Agence de Presse de l'Amérique Latine

Un journaliste nord-américain dénonce des financements de l’opposition nicaragayenne

Managua, 8 juin (Prensa Latina) Le journaliste indépendant nord-américain Ben Norton a réitéré hier sa dénonciation concernant le financement de l’opposition au Nicaragua par des institutions de son pays, et ce principalement par l’intermédiaire de la Fondation Violeta Barrios de Chamorro (Fvbch). 

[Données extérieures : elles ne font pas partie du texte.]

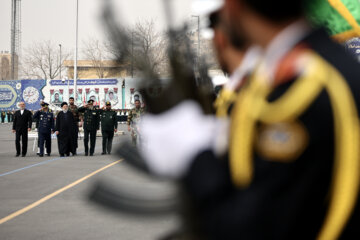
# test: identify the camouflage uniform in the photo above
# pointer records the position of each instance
(74, 110)
(132, 120)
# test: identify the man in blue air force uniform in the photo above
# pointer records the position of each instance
(46, 128)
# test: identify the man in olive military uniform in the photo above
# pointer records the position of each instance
(74, 110)
(133, 119)
(91, 125)
(108, 127)
(45, 129)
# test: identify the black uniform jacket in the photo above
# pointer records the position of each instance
(285, 199)
(22, 122)
(65, 126)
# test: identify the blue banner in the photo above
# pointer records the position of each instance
(32, 93)
(84, 82)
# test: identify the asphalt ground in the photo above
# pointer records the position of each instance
(47, 198)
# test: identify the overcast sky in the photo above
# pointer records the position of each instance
(55, 19)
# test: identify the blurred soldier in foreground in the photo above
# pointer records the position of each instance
(65, 130)
(74, 110)
(108, 127)
(293, 167)
(133, 120)
(91, 125)
(21, 126)
(46, 128)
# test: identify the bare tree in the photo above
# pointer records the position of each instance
(148, 46)
(42, 60)
(96, 52)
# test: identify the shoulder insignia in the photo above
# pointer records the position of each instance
(281, 142)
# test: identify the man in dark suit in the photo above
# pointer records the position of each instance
(21, 125)
(65, 130)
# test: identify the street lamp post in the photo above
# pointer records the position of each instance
(60, 60)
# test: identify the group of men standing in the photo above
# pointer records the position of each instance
(66, 127)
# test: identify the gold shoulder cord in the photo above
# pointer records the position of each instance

Quand le Front sandiniste est revenu au pouvoir en 2007, les États-Unis ont lancé une sale campagne à travers plusieurs organismes, mais le plus important d’entre eux est l’Agence des États-Unis pour le développement international (Usaid), a déclaré le journaliste du média Gray Zone à l’émission En Vivo du Canal Cuatro de la télévision nicaraguayenne.

Depuis 2010, l’Usaid a envoyé plus de 10 millions de dollars au Nicaragua, uniquement pour les médias d’opposition qui, outre le fait d’être des opposants sont des putschistes, a exposé Norton.

Il a cité parmi ces publications financées depuis son pays 100 % Noticias, La Prensa et Confidencial.

Dans le cas de 100 % Noticias, Norton a rappelé que lors de la tentative de coup d’État (2018) ce média a ouvertement appelé à une invasion du Nicaragua par les États-Unis.

Le journaliste a assuré avoir en sa possession la vidéo d’une interview du propriétaire et directeur de ce média, Miguel Mora, qui, au milieu du contexte de tentative de coup d’État, a demandé que l’armée nord-américaine appréhende le président Daniel Ortega et de le fasse sortir du Nicaragua.

Au centre de ce réseau de propagande médiatique se trouve justement la Fondation Violeta Barrios de Chamorro (Fvbch), qui a reçu de l’Usaid plus de 7 millions de dollars de 2014 à ce jour, chiffre qui ne comprend pas les contributions à d’autres programmes, soit environ 10 millions au total au cours de la dernière décennie, a indiqué Norton.

Les États-Unis ne financent pas les opposants modérés, mais les extrémistes, non seulement au Nicaragua, mais aussi au Venezuela, a commenté Norton.

Par ailleurs, la Fvbch, qui a décidé de cesser ses activités en février de cette année, et sa représentante, Cristiana Chamarro, sont actuellement visées par le ministère public nicaraguayen qui mène une enquête pour prétendu blanchiment d’argent, de biens et d’avoirs. La propre Cristiana Chamarro se trouvant en résidence surveillée.